How it feels to lose a Mother.

Discussion in 'Real Life Stories' started by SwagCaleb, Mar 22, 2013.

  1. Hello Blades, I have come to open up about my life as of recent.

    On August 8th, 2012, my mother passed away from Cancer. It wasn't a specific Cancer because she has had it in numerous cases throughout her life, & it spread quickly after it was removed. I remember her coming home from work the night before & I was so happy to see her home for some reason, even though I saw her every day. I remember she made dinner that night & it was delicious. The aroma that rose from the oven still remains in the back of my mind to this day. I remember it was late & she had to get up for work early in the morning so after dinner I told her goodnight, & retired to my room for a smoke/gaming session & then went to bed like any other summer night. When I woke up the next morning, she had already left for work.

    That day was like any other day. Smoke, Skate, go home & eat, smoke some more, have friends over. I had 3 of my homies over & we was smoking when my grandparents called & told me my mom was at the hospital. Being stoned as hell I was rather confused & decided to shower. In the shower my mind raced into 27427236100 different possible directions. It seemed like it took forever just to get into the hospital, & once we got there, we had to wait in a room, which took even longer. Finally, the doctor came in & we took the news.

    The night that she was gone seemed like the longest night of my entire life. I got home & laid down in the dark, didn't sleep at all & laid there for a good while. I thought about what had happened & it still hadn't processed in my mind yet. I was still thinking that she was bound to open the door & ask why I was laying in the dark at 9pm. The funeral & everything leading up to it was horrible, but I felt a little better when a family member gave me a couple spliffs.
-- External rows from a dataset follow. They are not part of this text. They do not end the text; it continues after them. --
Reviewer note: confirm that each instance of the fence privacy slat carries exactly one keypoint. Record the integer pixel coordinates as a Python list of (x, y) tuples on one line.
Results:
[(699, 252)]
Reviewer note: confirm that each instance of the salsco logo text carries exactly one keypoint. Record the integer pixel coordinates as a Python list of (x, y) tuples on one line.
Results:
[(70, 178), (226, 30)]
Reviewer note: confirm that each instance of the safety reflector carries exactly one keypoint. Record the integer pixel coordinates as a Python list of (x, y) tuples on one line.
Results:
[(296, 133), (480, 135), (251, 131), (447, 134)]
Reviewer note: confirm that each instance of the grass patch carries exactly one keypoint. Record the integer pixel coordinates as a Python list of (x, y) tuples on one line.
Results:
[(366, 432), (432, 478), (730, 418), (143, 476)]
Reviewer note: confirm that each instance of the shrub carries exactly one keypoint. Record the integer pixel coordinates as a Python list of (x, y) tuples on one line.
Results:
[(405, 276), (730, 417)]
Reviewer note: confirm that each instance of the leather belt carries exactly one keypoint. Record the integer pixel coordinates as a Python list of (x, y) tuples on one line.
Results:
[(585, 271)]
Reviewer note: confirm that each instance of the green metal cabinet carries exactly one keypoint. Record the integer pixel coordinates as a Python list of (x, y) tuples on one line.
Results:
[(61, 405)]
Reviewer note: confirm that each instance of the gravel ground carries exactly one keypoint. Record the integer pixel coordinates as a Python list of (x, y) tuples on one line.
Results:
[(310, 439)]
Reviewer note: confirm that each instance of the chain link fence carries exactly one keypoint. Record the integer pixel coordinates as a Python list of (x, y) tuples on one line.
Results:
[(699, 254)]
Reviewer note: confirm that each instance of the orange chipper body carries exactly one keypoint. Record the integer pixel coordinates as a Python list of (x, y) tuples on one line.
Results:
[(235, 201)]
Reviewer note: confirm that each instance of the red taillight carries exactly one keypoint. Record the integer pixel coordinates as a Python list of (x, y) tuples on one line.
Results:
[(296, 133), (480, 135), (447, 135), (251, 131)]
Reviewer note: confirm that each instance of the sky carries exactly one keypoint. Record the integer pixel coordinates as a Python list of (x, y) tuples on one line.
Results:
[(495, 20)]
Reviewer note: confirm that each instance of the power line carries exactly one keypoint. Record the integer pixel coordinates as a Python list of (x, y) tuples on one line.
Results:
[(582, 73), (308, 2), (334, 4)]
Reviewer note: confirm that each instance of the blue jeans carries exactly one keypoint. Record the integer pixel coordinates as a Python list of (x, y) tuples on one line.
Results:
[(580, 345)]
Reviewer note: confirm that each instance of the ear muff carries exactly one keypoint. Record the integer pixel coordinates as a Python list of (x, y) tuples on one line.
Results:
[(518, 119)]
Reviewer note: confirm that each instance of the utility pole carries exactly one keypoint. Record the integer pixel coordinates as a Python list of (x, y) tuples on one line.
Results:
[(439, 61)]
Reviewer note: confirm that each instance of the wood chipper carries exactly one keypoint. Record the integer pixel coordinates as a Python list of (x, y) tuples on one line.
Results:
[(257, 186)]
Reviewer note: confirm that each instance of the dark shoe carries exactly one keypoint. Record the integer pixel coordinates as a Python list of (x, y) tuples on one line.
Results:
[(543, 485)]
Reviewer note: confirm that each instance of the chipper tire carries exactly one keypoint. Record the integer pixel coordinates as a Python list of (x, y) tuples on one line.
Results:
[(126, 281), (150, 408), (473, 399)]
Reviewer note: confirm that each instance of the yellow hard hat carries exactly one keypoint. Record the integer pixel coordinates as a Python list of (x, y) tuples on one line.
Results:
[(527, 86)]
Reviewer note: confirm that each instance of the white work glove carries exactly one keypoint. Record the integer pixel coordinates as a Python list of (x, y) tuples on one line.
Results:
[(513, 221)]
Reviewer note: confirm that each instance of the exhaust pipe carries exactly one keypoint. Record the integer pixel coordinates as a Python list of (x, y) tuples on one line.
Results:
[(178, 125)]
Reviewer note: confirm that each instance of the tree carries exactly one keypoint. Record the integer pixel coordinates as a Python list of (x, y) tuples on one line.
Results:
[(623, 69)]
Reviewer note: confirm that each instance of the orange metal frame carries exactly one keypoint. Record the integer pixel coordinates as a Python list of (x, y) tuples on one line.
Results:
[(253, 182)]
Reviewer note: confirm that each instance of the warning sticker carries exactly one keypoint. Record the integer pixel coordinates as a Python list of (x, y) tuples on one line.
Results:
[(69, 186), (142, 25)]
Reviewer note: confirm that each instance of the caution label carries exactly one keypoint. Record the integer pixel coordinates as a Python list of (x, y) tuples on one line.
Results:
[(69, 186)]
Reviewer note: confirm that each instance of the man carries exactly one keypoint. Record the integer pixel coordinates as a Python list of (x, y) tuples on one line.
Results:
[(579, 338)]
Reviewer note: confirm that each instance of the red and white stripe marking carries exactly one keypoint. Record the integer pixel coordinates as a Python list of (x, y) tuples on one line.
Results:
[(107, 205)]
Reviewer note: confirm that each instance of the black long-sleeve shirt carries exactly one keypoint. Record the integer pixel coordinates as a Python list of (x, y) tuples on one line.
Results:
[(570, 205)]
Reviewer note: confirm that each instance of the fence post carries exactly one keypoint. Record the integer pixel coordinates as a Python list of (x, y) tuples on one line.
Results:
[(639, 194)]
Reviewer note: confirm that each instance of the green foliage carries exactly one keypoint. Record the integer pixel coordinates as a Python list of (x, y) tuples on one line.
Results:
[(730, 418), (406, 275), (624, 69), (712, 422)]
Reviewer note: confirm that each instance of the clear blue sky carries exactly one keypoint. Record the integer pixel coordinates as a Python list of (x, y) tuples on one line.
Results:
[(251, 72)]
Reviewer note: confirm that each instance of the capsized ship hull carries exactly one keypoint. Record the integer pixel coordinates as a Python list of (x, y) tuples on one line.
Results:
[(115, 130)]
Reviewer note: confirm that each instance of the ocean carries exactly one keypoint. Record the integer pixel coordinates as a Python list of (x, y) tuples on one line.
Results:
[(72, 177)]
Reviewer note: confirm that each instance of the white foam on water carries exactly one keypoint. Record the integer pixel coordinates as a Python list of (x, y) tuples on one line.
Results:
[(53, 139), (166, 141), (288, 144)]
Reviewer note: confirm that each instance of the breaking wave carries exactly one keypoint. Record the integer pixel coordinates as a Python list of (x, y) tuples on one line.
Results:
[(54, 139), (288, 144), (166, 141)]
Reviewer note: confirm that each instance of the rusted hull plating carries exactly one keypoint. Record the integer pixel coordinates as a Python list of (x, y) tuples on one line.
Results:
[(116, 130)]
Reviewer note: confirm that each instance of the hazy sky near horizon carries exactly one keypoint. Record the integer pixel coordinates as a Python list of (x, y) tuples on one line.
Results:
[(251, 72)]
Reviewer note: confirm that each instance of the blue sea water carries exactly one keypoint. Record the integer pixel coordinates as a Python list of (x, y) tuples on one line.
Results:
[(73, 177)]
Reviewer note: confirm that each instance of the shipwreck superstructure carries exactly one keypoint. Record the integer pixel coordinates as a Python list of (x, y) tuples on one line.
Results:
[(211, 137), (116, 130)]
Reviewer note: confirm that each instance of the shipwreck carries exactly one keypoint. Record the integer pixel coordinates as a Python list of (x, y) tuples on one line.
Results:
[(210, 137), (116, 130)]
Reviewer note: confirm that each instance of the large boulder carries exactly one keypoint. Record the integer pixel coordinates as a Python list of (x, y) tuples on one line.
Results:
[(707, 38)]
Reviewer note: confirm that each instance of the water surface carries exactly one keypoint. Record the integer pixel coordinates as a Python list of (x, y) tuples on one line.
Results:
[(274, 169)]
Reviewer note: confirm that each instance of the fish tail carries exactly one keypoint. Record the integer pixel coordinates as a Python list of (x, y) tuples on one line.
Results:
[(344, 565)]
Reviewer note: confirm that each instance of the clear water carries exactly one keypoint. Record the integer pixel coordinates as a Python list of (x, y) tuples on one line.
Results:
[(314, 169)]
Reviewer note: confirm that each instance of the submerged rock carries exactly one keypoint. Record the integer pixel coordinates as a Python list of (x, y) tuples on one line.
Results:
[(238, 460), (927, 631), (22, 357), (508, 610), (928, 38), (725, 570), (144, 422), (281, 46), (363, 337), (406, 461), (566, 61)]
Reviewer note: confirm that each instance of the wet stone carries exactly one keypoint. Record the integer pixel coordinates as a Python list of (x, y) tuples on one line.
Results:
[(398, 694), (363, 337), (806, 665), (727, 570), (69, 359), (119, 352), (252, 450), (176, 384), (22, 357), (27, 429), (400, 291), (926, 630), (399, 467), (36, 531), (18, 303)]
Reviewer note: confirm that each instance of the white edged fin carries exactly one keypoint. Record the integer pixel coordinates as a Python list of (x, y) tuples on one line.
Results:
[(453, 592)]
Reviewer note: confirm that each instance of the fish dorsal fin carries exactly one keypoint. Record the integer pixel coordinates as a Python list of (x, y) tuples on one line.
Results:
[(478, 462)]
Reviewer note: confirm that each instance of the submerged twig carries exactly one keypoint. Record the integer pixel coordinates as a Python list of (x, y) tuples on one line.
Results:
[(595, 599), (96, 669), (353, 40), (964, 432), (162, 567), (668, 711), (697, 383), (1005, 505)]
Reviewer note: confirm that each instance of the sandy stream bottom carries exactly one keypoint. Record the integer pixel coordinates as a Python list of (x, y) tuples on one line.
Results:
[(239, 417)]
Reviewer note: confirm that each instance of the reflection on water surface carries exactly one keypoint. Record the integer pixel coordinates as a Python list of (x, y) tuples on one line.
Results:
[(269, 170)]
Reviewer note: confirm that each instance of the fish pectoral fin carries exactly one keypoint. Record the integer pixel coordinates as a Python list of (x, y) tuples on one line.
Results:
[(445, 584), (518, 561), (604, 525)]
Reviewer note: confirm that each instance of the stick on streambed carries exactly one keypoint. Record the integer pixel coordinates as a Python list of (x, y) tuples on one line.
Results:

    I remember the couple days after smoking up all my bud & just thinking. Thinking that I'd walk downstairs & see her pouncing around in the living room with the dog or fixing a computer. Or see her cleaning resin & watching TV. but I would walk downstairs, & there would be a chilling stillness in the air. Almost bone chilling.
     
  2. I can still tell you the details of my father's hospital bedroom where he died in 1987. It never goes away man. My condolences. But you'll get through it, your mom would want you to live on and enjoy life.
     
  3. That brings tears to my eyes. It must be just about the worst feeling. Be strong and live your life in a way that would make her proud.
     
  4. Man, that's a tough thing to go through. Keep well dude.
     
  5. That brought tears to my eyes. Beautiful... Your beautiful mother will forever be in my thoughts
     
  6. I'm going through some rough shit right now so this made my night a whole lot less stressful, my mom is fighting cancer right now but literally after I sparked a bong she started to throw up. She just got out of the hospital from ammonia like a week or so ago and idk if its back or something new but it makes me worried. I lost my brother in 2010 without saying goodbye so every other day I'm on good terms with my mom and let her know that I love her. She's already given me the "if I'm gone..." speech and I'll always have the memories my family gave me. But right now she's still alive, so I'm happy for that. It's just eerie to go through life when death's always around the corner and to see all the terrible things that happen (hair falling out from chemo and etc). I just hope she feels better, it may be something small or because she hasn't been used to eating much but if its really bad she can go to the hospital tonight or tomorrow morning.


    You got to enjoy the time you did with her and she made you who you are today. Moments over minutes, but I feel your pain OP I hope you live a happy full filling life. Over time your feelings won't change, I still feel my brother everywhere I go and I'm not huge into religion. The thing that did change for me since 2010 is instead of wanting a chance to say goodbye, I'd just say how thankful I am to have had them in my life and that I'll love them forever. Sorry about venting on the thread a little bit but I wish you the best buddy, there's people out there that feel ya.
     
  7. I know where your coming from man. That first night is so hard to process what just happened. My dad got sick and he couldn't call us up if he needed help so he'd blow a whistle if he needed us. The week after he died I kept hearing the whistle in my head.
    My condolences OP
     
  8. I offer my condolences. I can only imagine. I am sorry.
     
  9. Ah :( sad

    My moms a cop so I could lose her any day. She's been shot a few times
     
  10. Yeah dude that shit sucks. My brother and I found my dad dead on my bedroom floor when I was 8. We laughed at him because we thought he was sleeping on the floor. It's pretty fucked up. The last words I said to him were "goodnight dad, I love you." I was laying on the floor in the living room eating a mr. goodbar. I'll never forget that shit.